2. Pericardium 6 (PC6) – Inner Gate
Location:
Three finger-widths below the wrist crease, centered
Benefits:
Calms chest tightness
Reduces palpitations
Helps regulate breath
How:
Press gently on both wrists for 20–30 seconds.
3. Heart 7 (HT7) – Spirit Gate
Location:
On the pinky-side wrist crease
Benefits:
Reduces emotional distress
Helps stabilize panic
Supports sleep and calm
How:
Press lightly for 20–40 seconds.
4. Conception Vessel 17 (CV17) – Sea of Tranquility
Location:
Center of the chest
Benefits:
Encourages slow, deep breathing
Eases “tight chest” associated with panic
Helps release emotional tension
How:
Place a flat palm or thumb and apply gentle pressure while breathing slowly.

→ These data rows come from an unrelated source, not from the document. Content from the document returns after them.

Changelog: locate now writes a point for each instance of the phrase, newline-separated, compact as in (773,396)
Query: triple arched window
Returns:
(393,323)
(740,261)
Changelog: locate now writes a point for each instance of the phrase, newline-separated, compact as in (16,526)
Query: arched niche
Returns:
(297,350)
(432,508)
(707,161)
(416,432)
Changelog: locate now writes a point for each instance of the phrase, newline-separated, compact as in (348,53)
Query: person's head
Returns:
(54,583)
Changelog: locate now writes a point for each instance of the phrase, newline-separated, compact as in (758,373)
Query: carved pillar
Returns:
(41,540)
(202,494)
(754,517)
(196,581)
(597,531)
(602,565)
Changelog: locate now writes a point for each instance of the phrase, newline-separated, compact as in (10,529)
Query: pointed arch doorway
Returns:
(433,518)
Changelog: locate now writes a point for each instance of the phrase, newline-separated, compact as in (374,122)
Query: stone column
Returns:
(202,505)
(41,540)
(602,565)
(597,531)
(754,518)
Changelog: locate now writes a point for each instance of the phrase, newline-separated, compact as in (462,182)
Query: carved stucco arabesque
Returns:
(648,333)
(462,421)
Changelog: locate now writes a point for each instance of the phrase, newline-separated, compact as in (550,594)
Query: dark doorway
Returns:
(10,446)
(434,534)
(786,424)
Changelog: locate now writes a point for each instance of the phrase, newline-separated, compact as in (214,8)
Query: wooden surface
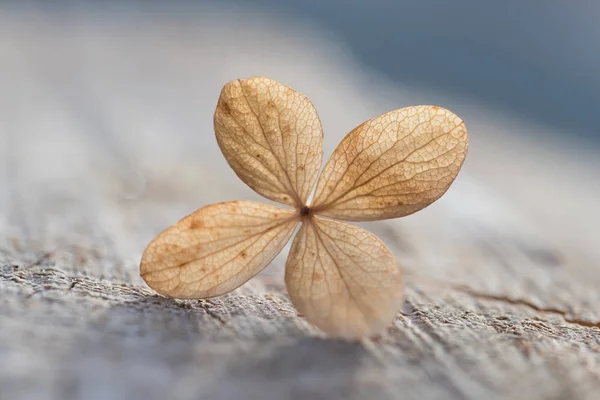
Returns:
(106,129)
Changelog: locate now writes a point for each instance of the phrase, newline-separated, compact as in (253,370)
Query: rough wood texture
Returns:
(107,139)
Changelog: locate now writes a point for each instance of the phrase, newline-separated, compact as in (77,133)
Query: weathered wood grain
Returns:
(106,129)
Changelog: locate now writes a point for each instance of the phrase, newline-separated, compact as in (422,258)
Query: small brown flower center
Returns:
(304,211)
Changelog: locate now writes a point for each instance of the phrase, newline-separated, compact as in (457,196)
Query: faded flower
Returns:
(340,277)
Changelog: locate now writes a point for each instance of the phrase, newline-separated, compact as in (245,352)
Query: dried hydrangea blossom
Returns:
(340,277)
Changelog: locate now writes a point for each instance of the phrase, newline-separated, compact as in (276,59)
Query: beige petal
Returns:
(343,279)
(272,138)
(216,249)
(392,165)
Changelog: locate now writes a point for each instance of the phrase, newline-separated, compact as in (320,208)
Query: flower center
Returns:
(304,211)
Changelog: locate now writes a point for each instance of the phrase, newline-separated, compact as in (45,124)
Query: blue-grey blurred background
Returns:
(121,93)
(537,59)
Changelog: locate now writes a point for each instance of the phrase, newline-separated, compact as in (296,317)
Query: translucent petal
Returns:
(272,138)
(216,249)
(392,165)
(343,279)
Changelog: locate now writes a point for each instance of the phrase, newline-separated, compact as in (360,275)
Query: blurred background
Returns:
(140,79)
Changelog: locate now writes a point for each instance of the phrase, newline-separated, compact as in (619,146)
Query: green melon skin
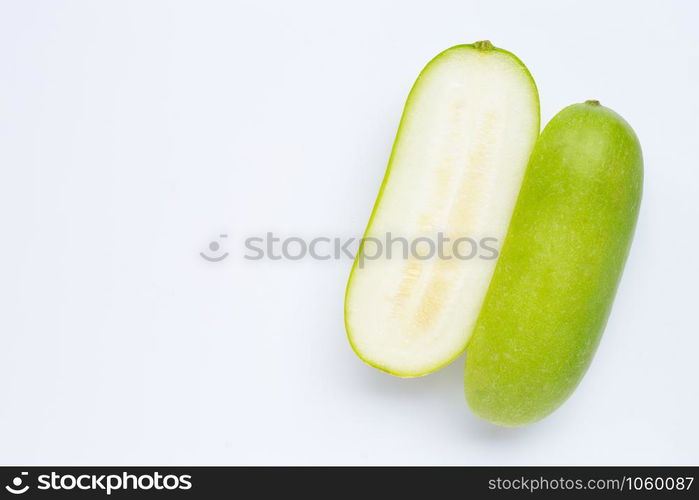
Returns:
(559,268)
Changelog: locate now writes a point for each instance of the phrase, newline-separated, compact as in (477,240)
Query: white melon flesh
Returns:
(462,147)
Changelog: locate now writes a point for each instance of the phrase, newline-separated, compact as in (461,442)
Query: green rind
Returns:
(559,268)
(479,46)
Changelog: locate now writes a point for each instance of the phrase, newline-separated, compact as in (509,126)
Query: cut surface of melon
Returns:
(458,160)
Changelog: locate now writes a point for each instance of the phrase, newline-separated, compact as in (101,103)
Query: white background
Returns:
(132,133)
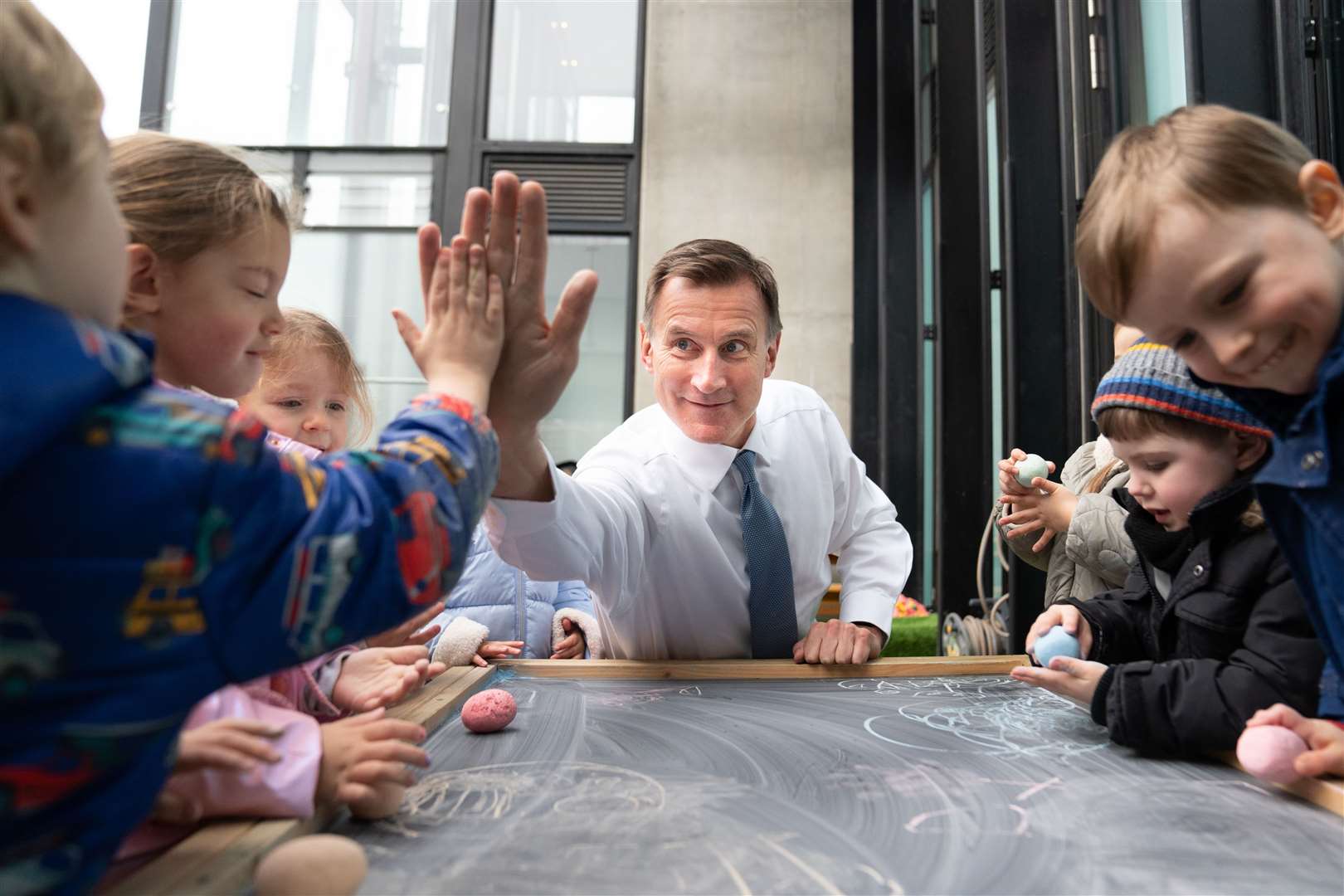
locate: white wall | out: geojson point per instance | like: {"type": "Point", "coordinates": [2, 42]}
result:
{"type": "Point", "coordinates": [747, 136]}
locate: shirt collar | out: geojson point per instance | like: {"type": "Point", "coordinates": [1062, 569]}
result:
{"type": "Point", "coordinates": [704, 464]}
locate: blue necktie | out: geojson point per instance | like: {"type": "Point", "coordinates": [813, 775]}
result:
{"type": "Point", "coordinates": [774, 624]}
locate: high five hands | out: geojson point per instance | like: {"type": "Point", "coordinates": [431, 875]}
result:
{"type": "Point", "coordinates": [539, 355]}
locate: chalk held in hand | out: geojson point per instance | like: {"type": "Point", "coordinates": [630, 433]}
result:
{"type": "Point", "coordinates": [489, 711]}
{"type": "Point", "coordinates": [1269, 752]}
{"type": "Point", "coordinates": [1057, 642]}
{"type": "Point", "coordinates": [1030, 468]}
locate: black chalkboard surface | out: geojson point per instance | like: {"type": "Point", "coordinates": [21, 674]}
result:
{"type": "Point", "coordinates": [949, 785]}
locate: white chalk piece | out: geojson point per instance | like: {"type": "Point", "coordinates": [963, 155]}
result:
{"type": "Point", "coordinates": [316, 864]}
{"type": "Point", "coordinates": [1030, 468]}
{"type": "Point", "coordinates": [1269, 752]}
{"type": "Point", "coordinates": [1057, 642]}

5. Kidney 1 (KI1) – Bubbling Spring
Location:
Sole of the foot, in the natural indentation
Benefits:
Strong grounding effect
Helps during dissociation or “floating” sensations
Reduces dizziness and fear
How:
Apply steady but gentle pressure for 10–20 seconds on each foot.
Location:
Web between thumb and index finger
Benefits:
Releases tension
Helps with stress-triggered panic
Promotes full-body relaxation
How:
Pinch gently for 10–15 seconds on both hands.
How to Use Acupressure During a Panic Attack
Step 1: Start with the breath
Have the person inhale through their nose for 4 seconds and exhale slowly for 6–7 seconds.
Step 2: Apply gentle, steady pressure
Use calm, slow motions. Harsh or fast pressure can intensify panic.
Step 3: Combine 2–3 points
A powerful calming combination includes:
Yin Tang (forehead)
PC6 (inner wrist)
CV17 (chest)
Step 4: Keep voice and touch soft
Calm tone + gentle pressure = quicker relief.
Step 5: Stay present
Guide the person to focus on sensations:
“Feel my hand on your wrist.”
“Notice your breathing slowing down.”
“Your feet are on the ground.”
These grounding statements reinforce acupressure’s benefits.
Quick Acupressure Routine for Panic Attack Relief (1–3 Minutes)
Press PC6 on both wrists – 20 seconds each
Hold CV17 with steady pressure – 20 seconds
Massage Yin Tang gently – 30 seconds
Finish with KI1 on the soles of the feet – 10 seconds each
This sequence activates calm, reduces chest tension, and reconnects mind and body.
Acupressure for Ongoing Anxiety & Panic Disorder
Outside of active panic episodes, acupressure can help:
Lower baseline anxiety
Improve sleep
Reduce recurring panic frequency
Improve resilience to stress
Support emotional balance
A daily 3–5 minute routine of Yin Tang, HT7, and PC6 can noticeably help with long-term anxiety relief.
Safety Tips for Using Acupressure for Panic
Use only gentle pressure
Stop if dizziness worsens
Avoid CV17 if there is chest pain unrelated to anxiety
Consult a clinician if panic attacks are frequent
Combine acupressure with therapy, breathwork, and lifestyle support
Acupressure is safe for most people, but it is not a replacement for mental-health care.
Final Thoughts
Acupressure is a powerful, natural way to calm panic attacks by:
Stabilizing breath
Relaxing the body
Slowing racing thoughts
Grounding overwhelming emotions
Reconnecting to the present moment
Whether used alone or alongside therapy, acupressure offers immediate, practical relief that can help you regain control when panic strikes.